“We’ll try not,” said Panton; and after the men had neatly coiled up the lines, they went back with the mate, all but Billy Wriggs, who offered to stop and help skin the snakes.
“You don’t mean it, do you, Billy?” whispered Smith. “Thought you was too skeered?”
“So I am, mate; but I want to be long o’ you to see their games. It’s unnatural like to be doin’ dooty aboard a wessel as ain’t in the water.”
“But you won’t touch one of they sarpents?”
“Well, I don’t want to, mate; but it’s all in yer day’s work, yer know. I thought you said it was only one in two halves?”
“So I did, mate—so I did—and so it ought to ha’ been, ’cording to my ideas, and the way I let go at it with a haxe. But there, one never knows, and it was in the dark now, warn’t it?”
“Seventeen feet, five inches,” said Oliver, just then, as he wound up his measuring tape, “and sixteen feet, four—extreme lengths,” as Panton entered the sizes in Oliver’s notebook for him.

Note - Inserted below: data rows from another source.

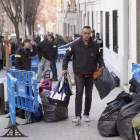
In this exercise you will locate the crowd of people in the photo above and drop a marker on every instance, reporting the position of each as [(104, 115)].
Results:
[(84, 62)]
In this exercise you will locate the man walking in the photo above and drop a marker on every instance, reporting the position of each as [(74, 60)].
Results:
[(45, 49), (86, 55), (99, 41), (38, 38), (54, 58), (93, 34), (58, 40)]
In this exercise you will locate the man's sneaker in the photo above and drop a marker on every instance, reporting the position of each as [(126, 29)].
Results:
[(86, 117), (7, 116), (77, 120)]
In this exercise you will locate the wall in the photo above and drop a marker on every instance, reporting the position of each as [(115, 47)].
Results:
[(117, 63)]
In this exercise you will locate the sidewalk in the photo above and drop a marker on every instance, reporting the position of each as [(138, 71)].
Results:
[(65, 130)]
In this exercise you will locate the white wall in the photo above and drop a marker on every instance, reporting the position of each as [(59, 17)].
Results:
[(117, 63)]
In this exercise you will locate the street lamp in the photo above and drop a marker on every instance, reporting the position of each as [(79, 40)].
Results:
[(44, 24)]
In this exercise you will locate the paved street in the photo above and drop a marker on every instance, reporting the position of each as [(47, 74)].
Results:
[(64, 130)]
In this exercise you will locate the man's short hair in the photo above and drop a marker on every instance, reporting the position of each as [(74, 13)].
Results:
[(51, 36), (45, 37), (86, 27)]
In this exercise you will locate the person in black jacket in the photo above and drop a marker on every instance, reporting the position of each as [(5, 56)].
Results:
[(45, 49), (38, 38), (86, 56), (54, 58), (23, 55)]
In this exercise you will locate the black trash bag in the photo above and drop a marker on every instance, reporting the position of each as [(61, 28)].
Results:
[(105, 83), (127, 113), (135, 86), (53, 110), (107, 124)]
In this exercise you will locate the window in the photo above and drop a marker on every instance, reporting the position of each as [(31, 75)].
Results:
[(88, 18), (107, 28), (115, 31)]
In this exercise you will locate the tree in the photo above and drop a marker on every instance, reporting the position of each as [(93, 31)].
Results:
[(32, 9), (13, 10)]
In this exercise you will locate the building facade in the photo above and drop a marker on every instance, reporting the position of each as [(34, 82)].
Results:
[(118, 22)]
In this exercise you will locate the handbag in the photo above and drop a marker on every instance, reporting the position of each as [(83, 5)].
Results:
[(45, 85), (62, 90)]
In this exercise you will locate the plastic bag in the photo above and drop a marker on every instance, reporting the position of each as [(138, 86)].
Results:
[(127, 113), (135, 86), (45, 85), (105, 83), (54, 110), (107, 124)]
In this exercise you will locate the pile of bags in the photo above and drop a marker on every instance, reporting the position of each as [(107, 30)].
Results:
[(105, 81), (117, 116), (55, 102)]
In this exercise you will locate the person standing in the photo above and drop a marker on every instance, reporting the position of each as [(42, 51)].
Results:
[(38, 38), (99, 41), (93, 34), (54, 58), (23, 55), (58, 40), (63, 41), (45, 49), (66, 39), (86, 55)]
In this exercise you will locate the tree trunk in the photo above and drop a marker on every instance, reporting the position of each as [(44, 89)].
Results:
[(17, 34), (29, 28), (33, 30)]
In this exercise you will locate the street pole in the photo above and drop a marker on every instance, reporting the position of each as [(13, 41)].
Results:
[(44, 26), (23, 20), (7, 50)]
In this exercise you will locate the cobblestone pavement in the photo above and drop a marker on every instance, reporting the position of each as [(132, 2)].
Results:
[(64, 130)]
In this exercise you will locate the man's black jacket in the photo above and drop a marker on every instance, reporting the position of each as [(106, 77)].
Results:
[(55, 50), (85, 59), (23, 59), (45, 49)]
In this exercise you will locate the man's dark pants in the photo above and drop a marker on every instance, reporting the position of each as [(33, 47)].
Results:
[(81, 82), (53, 67)]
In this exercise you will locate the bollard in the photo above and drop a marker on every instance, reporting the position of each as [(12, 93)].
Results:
[(2, 106)]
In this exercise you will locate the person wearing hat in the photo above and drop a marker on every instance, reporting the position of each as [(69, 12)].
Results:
[(23, 55), (99, 41), (93, 34)]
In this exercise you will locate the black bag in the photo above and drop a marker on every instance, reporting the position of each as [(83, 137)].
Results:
[(20, 113), (105, 83), (107, 124), (128, 112), (53, 110)]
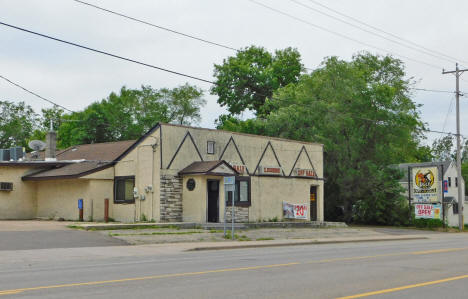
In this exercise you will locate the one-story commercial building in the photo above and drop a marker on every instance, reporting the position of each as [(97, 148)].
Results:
[(173, 173)]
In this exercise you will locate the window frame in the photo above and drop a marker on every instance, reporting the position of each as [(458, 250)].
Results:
[(123, 178), (208, 147), (237, 201)]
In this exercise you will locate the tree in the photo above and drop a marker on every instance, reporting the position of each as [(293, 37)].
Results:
[(362, 112), (17, 123), (184, 103), (130, 113), (245, 81)]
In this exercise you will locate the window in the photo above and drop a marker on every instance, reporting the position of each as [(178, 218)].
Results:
[(5, 186), (123, 189), (210, 147), (242, 194)]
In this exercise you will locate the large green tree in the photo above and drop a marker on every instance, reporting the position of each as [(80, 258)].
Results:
[(362, 112), (246, 80), (17, 123), (130, 113)]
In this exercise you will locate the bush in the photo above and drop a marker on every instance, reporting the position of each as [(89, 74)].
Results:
[(428, 223)]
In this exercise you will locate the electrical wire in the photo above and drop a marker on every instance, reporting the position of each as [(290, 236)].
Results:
[(383, 31), (108, 53), (342, 35), (35, 94), (371, 32), (157, 26)]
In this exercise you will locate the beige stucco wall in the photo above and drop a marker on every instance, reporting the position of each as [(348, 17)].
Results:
[(143, 162), (21, 202), (59, 198)]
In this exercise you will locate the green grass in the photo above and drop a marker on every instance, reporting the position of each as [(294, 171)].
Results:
[(157, 233)]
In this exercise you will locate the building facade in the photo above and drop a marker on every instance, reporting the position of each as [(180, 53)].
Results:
[(171, 174)]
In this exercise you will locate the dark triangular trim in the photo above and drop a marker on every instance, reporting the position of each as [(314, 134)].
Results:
[(180, 146), (238, 152), (274, 153), (297, 159)]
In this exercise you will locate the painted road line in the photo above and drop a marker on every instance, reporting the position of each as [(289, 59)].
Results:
[(90, 283), (411, 286), (67, 285)]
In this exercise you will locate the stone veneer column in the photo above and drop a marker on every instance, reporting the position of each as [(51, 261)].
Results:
[(171, 198)]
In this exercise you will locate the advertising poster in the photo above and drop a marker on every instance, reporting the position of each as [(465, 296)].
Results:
[(425, 188), (295, 211), (427, 211)]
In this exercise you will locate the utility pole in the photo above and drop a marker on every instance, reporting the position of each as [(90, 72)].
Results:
[(461, 196)]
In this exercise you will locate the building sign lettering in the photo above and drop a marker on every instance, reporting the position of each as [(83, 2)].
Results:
[(269, 170), (305, 172)]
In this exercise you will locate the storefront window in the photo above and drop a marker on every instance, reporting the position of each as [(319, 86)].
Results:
[(242, 194), (123, 189)]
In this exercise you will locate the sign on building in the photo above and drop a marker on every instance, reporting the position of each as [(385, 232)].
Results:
[(427, 211), (269, 170), (425, 187), (295, 211), (305, 172)]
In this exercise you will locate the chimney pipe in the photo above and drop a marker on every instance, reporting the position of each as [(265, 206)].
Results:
[(51, 144)]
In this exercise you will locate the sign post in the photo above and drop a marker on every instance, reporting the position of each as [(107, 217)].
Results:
[(229, 187)]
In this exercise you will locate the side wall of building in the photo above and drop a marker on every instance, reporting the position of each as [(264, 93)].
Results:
[(21, 202)]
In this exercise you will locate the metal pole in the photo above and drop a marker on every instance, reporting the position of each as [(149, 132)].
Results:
[(409, 193), (460, 191), (233, 198), (457, 73)]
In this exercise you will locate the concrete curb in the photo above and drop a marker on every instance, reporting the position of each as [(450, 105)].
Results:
[(310, 242)]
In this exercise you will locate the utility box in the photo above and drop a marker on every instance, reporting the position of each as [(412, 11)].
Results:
[(4, 154)]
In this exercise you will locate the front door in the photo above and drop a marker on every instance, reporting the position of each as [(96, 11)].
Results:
[(313, 203), (213, 200)]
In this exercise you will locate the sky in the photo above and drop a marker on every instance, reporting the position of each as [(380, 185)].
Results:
[(74, 77)]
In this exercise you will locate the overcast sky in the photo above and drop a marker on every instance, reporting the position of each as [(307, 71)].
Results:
[(74, 77)]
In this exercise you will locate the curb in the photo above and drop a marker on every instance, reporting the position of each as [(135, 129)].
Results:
[(315, 242)]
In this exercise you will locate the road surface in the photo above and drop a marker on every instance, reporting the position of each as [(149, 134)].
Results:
[(432, 268)]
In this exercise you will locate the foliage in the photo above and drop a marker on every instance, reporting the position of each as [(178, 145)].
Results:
[(129, 114), (362, 112), (17, 123), (428, 223), (245, 81)]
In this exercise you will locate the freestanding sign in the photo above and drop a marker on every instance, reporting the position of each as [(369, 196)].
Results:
[(230, 187), (425, 187), (427, 211)]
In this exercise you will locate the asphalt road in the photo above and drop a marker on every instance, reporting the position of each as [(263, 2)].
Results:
[(434, 268)]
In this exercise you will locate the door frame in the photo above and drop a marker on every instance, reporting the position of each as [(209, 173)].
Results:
[(208, 199)]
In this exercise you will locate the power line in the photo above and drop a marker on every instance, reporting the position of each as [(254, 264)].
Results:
[(383, 31), (156, 26), (371, 32), (108, 54), (35, 94), (340, 34)]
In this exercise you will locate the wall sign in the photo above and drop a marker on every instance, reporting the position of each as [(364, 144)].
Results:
[(427, 211), (269, 170), (425, 184), (305, 172), (190, 184), (295, 211)]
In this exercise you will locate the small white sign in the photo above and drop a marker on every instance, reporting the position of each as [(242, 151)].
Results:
[(229, 180)]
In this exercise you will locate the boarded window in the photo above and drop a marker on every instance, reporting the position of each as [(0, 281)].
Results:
[(123, 189)]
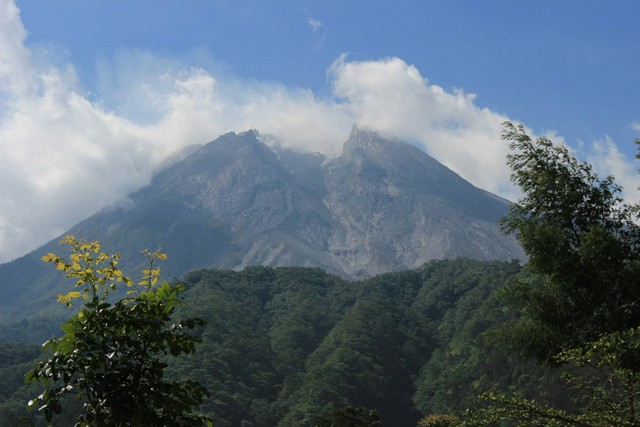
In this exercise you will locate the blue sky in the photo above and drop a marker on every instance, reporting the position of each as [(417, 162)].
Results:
[(85, 84)]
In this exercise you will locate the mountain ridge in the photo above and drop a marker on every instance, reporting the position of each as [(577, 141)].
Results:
[(381, 206)]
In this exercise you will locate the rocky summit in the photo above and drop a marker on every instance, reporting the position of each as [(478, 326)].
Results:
[(382, 205)]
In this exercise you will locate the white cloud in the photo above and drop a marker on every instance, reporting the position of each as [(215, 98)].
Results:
[(315, 24), (65, 154), (607, 159), (392, 96), (319, 30)]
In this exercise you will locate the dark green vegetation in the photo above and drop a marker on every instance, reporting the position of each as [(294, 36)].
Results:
[(578, 305), (112, 355), (289, 346)]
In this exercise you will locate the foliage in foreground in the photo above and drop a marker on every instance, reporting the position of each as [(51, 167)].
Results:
[(579, 306), (112, 355)]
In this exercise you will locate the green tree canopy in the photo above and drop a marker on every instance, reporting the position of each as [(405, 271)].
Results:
[(583, 248), (113, 354)]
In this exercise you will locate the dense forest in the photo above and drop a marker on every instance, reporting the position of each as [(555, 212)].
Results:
[(453, 343), (285, 346)]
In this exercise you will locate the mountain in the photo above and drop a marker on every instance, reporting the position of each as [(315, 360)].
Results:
[(383, 205)]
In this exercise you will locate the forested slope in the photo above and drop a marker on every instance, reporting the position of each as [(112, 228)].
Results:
[(283, 346)]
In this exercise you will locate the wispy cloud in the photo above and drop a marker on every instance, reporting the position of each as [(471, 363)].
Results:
[(64, 155), (319, 30)]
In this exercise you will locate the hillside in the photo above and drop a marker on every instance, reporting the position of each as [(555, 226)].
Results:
[(382, 206), (284, 345)]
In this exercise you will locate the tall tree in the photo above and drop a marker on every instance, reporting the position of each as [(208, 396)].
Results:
[(113, 355), (583, 245)]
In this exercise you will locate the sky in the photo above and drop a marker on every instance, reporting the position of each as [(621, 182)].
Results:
[(96, 94)]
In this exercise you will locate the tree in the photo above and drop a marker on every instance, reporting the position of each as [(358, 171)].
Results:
[(583, 248), (113, 354), (579, 304)]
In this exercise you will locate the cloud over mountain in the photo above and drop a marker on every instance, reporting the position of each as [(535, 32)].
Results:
[(65, 151)]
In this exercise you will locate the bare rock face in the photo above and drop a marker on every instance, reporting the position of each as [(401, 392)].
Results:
[(383, 205)]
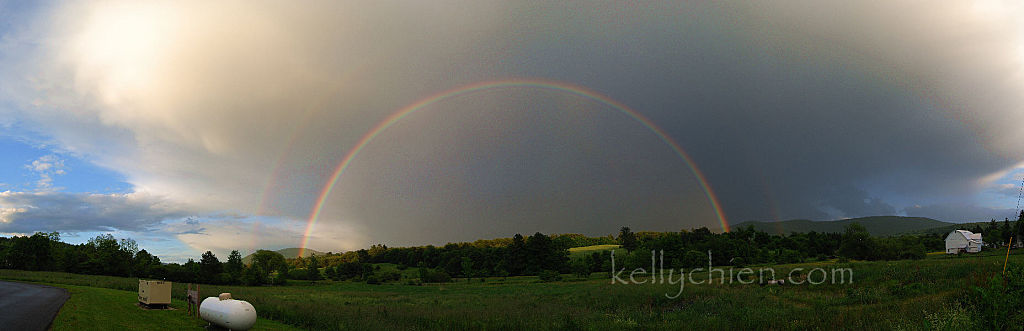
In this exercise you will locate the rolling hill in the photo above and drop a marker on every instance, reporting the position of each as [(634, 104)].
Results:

“Hark at that now!” said Billy Wriggs in a hoarse whisper. “Why, I should ha’ said as they was a hundred foot long apiece at least.”
“And, arter all, they ain’t much bigger than a couple o’ worms.”
Five minutes later the two men were hard at work skinning the reptiles; the example set by Oliver in handling them shaming both into mastering the repugnance they felt, and first one skin and then the other was stretched over the limb of a tree to dry; while the bodies were dragged to the cavernous chasm, and tossed down “to cook,” as Smith put it.